ROMA. Il countdown è partito, anche se il d-day dovrebbe scattare all'inizio della prossima settimana: Amadeus sarebbe ormai a un passo dalla firma con il Nove, l'ammiraglia del gruppo Warner Bros. Discovery. L'annuncio ufficiale potrebbe arrivare già domani, o al massimo martedì, dopo un incontro tra il conduttore e il direttore generale della Rai, Giampaolo Rossi. Ma nel clima infuocato non si escludono sorprese e si registra l'irritazione di Viale Mazzini contro le indiscrezioni che vorrebbero l'uomo di punta del palinsesto pronto a cambiare squadra per le pressioni ricevute, in particolare nell'ambito dell'ultimo Sanremo. Interpretazioni «tanto false quanto dannose per l'azienda», scandisce la tv pubblica.
«Ricostruzioni che appaiono tanto più fantasiose quando fanno riferimento a presunte pressioni che Rai avrebbe esercitato nei confronti di Amadeus che invece - come da lui stesso più volte ripetuto anche durante l'ultimo Festival di Sanremo - ha sempre goduto, nelle proprie scelte, della massima autonomia e libertà, che gli sono state riconosciute e garantite dalla Rai stessa, in nome della stima e della profonda fiducia, assolutamente mai venute meno». Una presa di posizione netta, anche in replica alle critiche dell'Usigrai, che parla del possibile addio di Amadeus come «l'ennesimo duro colpo per la Rai», «una perdita che potrebbe avere gravi ripercussioni sugli ascolti ed anche sui conti dell'azienda». A rilanciare le voci sull'imminente addio di Amadeus è ancora una volta Fiorello, che dopo le esternazioni fatte venerdì a Viva Rai2, ha ripreso il discorso anche a TvTalk. Ospite della puntata di ieri su Rai3, Fiorello ha detto: «Amadeus ha fatto questa scelta. È una scelta di vita. Non c'è dietrologia, non ci sono soldi o tutto quello che si sente: vuole nuovi stimoli…». A Viva Rai2! , invece, aveva letto il finto comunicato ufficiale della Rai, firmato anche da vertici del passato, come Carlo Fuortes e Fabrizio Del Noce: «Oggetto: sono sempre i migliori che se ne vanno. La comunicazione è relativa alle indiscrezioni che vogliono uno dei più noti volti emigrare verso il canale 4 + 5, archiviata con la sigla in codice “Ama non si ama”», ha ironizzato Fiorello, che chiama il Nove anche «il canale radice quadrata di 81», «3 per 3», «8 + 1».
Fiorello lancia il sasso nello stagno anche sul futuro di Sanremo: «Le autostrade sono spianate. Carlo è stato contattato per #Sanremo2025, ci sta pensando. Da oggi sicuramente sarà sì. Posso dire la mia? Dopo Amadeus bisogna andare sul sicuro e Carlo Conti è il sicuro».

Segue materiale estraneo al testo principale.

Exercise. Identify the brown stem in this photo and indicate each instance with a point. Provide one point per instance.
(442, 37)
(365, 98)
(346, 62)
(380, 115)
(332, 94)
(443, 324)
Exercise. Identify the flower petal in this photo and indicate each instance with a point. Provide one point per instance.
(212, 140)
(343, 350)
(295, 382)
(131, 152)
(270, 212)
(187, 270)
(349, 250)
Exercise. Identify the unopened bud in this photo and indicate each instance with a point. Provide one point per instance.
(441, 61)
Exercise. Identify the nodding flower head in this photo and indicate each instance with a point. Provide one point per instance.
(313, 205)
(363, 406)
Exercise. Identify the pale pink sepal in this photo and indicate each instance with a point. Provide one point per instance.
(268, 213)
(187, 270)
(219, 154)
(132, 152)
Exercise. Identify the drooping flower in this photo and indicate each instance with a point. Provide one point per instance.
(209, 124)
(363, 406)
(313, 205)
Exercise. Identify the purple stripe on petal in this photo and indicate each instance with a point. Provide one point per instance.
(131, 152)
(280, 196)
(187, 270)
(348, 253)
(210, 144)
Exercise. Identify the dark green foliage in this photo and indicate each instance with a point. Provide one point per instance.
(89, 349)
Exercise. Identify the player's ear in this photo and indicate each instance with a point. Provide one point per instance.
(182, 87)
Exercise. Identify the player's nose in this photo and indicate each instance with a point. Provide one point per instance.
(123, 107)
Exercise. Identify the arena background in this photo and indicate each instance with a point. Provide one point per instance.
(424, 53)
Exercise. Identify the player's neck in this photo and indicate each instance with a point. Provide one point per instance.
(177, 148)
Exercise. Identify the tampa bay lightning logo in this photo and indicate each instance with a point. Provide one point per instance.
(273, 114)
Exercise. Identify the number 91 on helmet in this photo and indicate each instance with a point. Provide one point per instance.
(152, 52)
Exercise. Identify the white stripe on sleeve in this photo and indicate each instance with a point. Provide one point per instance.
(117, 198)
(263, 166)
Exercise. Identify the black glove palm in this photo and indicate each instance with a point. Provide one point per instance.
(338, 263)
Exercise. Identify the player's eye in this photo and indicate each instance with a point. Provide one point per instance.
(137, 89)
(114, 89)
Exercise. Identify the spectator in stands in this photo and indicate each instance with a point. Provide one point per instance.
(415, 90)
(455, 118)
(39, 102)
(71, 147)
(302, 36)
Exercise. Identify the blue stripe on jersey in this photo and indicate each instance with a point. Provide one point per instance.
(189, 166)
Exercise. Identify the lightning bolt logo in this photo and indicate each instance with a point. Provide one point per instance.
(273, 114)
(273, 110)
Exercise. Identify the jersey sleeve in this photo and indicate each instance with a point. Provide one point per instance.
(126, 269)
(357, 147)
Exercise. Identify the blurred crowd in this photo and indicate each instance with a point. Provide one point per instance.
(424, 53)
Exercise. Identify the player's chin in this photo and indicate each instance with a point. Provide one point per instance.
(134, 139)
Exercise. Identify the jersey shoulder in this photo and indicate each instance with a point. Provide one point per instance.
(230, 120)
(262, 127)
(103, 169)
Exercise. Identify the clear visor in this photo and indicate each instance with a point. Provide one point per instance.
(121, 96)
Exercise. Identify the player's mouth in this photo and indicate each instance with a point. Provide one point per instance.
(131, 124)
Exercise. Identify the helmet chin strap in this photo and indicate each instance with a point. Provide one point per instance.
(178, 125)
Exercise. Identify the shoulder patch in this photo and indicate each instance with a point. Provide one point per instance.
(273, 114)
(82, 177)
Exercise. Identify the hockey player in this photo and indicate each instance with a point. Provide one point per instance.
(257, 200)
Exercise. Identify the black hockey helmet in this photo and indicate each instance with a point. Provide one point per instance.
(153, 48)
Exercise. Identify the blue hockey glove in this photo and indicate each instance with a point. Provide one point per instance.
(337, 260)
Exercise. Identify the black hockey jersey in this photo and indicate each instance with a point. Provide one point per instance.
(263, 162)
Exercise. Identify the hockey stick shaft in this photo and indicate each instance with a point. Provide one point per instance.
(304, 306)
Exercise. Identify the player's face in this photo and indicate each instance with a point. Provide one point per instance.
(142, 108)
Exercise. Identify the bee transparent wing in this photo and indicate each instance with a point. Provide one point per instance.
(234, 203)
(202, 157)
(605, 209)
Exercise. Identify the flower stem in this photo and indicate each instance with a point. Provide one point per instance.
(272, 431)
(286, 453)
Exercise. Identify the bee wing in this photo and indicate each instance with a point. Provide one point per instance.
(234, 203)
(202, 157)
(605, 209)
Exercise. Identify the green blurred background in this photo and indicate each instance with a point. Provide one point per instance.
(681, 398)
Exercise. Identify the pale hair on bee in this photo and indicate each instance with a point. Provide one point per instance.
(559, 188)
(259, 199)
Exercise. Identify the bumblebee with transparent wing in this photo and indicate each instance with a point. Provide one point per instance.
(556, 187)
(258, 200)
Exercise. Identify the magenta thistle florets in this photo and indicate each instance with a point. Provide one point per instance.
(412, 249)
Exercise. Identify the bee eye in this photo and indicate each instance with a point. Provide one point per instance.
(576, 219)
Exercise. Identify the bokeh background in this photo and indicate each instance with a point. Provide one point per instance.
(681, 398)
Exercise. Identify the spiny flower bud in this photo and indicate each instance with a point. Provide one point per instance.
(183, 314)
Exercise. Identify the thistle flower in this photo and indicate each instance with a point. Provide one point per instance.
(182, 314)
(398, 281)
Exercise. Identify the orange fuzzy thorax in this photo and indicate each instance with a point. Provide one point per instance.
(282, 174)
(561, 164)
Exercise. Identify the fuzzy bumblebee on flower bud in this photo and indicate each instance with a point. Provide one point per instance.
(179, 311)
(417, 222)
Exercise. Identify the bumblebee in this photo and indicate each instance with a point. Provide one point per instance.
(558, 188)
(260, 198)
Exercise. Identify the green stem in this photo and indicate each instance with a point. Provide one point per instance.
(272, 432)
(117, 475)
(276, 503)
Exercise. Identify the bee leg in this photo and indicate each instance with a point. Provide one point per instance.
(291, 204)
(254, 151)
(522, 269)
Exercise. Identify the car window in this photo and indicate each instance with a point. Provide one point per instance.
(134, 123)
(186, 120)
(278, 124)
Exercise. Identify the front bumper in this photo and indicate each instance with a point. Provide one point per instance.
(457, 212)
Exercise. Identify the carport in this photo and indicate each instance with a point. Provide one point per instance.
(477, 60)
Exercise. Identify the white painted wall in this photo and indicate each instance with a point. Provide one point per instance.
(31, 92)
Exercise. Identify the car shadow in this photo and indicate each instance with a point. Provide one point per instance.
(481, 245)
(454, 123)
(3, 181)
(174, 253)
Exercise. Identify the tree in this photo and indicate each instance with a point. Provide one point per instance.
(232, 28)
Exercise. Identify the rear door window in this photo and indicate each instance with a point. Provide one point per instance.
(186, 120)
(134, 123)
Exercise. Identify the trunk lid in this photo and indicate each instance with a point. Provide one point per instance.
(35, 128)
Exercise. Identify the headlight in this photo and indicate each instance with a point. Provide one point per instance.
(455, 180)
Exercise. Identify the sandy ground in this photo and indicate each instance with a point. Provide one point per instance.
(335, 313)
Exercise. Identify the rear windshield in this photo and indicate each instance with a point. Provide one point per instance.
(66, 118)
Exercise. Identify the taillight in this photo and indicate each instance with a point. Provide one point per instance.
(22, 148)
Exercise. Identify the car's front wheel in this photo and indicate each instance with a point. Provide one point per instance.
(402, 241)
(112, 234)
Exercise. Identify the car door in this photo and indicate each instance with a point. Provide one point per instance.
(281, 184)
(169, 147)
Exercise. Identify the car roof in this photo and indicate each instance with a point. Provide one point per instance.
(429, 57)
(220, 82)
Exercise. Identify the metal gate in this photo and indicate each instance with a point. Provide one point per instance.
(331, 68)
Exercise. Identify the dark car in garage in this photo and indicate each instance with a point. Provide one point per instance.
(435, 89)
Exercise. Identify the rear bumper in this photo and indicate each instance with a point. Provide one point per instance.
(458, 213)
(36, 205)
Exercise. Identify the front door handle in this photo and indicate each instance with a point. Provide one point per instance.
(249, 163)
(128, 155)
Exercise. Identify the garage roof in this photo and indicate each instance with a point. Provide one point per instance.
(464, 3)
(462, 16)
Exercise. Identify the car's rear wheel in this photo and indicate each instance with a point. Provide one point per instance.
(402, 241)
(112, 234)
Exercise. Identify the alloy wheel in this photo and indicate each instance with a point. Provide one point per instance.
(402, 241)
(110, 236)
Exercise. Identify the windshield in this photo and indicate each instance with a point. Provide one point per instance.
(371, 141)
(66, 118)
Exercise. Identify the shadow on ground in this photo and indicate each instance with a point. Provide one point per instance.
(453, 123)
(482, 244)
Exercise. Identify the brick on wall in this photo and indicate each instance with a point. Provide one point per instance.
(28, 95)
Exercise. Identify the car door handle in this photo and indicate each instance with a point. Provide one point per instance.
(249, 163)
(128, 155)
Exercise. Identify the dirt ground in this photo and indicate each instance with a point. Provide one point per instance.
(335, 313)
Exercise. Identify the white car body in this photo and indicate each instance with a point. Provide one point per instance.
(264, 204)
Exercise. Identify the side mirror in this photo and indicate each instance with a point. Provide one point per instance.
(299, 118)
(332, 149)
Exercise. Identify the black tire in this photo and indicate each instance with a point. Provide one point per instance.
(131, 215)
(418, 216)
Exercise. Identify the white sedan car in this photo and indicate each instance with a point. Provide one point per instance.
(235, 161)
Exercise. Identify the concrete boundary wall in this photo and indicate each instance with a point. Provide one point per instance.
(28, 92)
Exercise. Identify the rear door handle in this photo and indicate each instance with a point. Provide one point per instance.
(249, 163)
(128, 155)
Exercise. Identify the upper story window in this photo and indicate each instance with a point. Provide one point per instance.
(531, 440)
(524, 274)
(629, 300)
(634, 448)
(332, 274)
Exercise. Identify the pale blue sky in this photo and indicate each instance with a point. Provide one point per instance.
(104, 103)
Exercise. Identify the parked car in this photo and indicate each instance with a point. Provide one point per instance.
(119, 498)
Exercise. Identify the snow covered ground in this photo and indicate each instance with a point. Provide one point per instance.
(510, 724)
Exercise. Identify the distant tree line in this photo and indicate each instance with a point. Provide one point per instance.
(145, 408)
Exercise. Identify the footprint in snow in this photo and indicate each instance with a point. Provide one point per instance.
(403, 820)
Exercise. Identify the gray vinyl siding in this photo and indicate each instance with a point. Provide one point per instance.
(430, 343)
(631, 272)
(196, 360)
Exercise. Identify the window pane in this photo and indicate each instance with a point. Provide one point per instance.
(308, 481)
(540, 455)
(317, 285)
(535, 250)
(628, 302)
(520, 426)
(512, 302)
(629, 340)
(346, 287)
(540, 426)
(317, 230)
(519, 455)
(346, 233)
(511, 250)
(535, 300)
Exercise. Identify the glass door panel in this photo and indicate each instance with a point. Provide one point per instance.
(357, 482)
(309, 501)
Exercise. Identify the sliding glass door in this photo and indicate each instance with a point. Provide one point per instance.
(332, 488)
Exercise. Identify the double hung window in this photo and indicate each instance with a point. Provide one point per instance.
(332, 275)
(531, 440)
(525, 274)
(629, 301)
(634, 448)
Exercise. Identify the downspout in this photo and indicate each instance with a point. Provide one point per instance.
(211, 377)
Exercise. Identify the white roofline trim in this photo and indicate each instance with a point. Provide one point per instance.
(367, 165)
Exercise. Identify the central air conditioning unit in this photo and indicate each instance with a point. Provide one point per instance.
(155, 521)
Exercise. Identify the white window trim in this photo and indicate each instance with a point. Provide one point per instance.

La Rai ha messo nero su bianco la sua controproposta per il rinnovo del contratto di Amadeus, in scadenza a fine agosto. Ma sarebbe ormai agli ultimi dettagli la definizione dell'accordo con il gruppo guidato in Italia da Alessandro Araimo, che ha già messo a segno il colpo Fabio Fazio. Per Amadeus sul Nove sarebbe pronto l'access prime time, sua fascia di elezione su cui ha costruito il suo patto di ferro con il pubblico. In ballo anche l'ipotesi di una serie di prime serate legate alla musica, in cui Amadeus metterebbe in campo l'esperienza del quinquennio da direttore artistico e conduttore di Sanremo, con risultati storici in termini di ascolti (66% la media 2024), spot (oltre 60 milioni la raccolta dell'ultima edizione, record di sempre) e impatto sul mercato discografico (90 i brani certificati oro e platino da Fimi e 14 milioni di copie vendute in cinque edizioni del festival). A spingere il conduttore verso nuove sfide professionali, oltre agli aspetti economici, sarebbe comunque il desiderio di maggiore libertà dai condizionamenti, anche politici, sulla Rai, più che mai con il cambio dei vertici in vista, nonché la possibilità di innovare e sperimentare sulla rete cresciuta di più in questa stagione rispetto al resto del panorama tv. Come confermato del resto dall'amico Fiorello a Tv Talk. Che poi ribadisce, per quanto riguarda se stesso, di essere «libero. Il mio contratto inizia alla prima puntata di un programma e finisce all'ultima».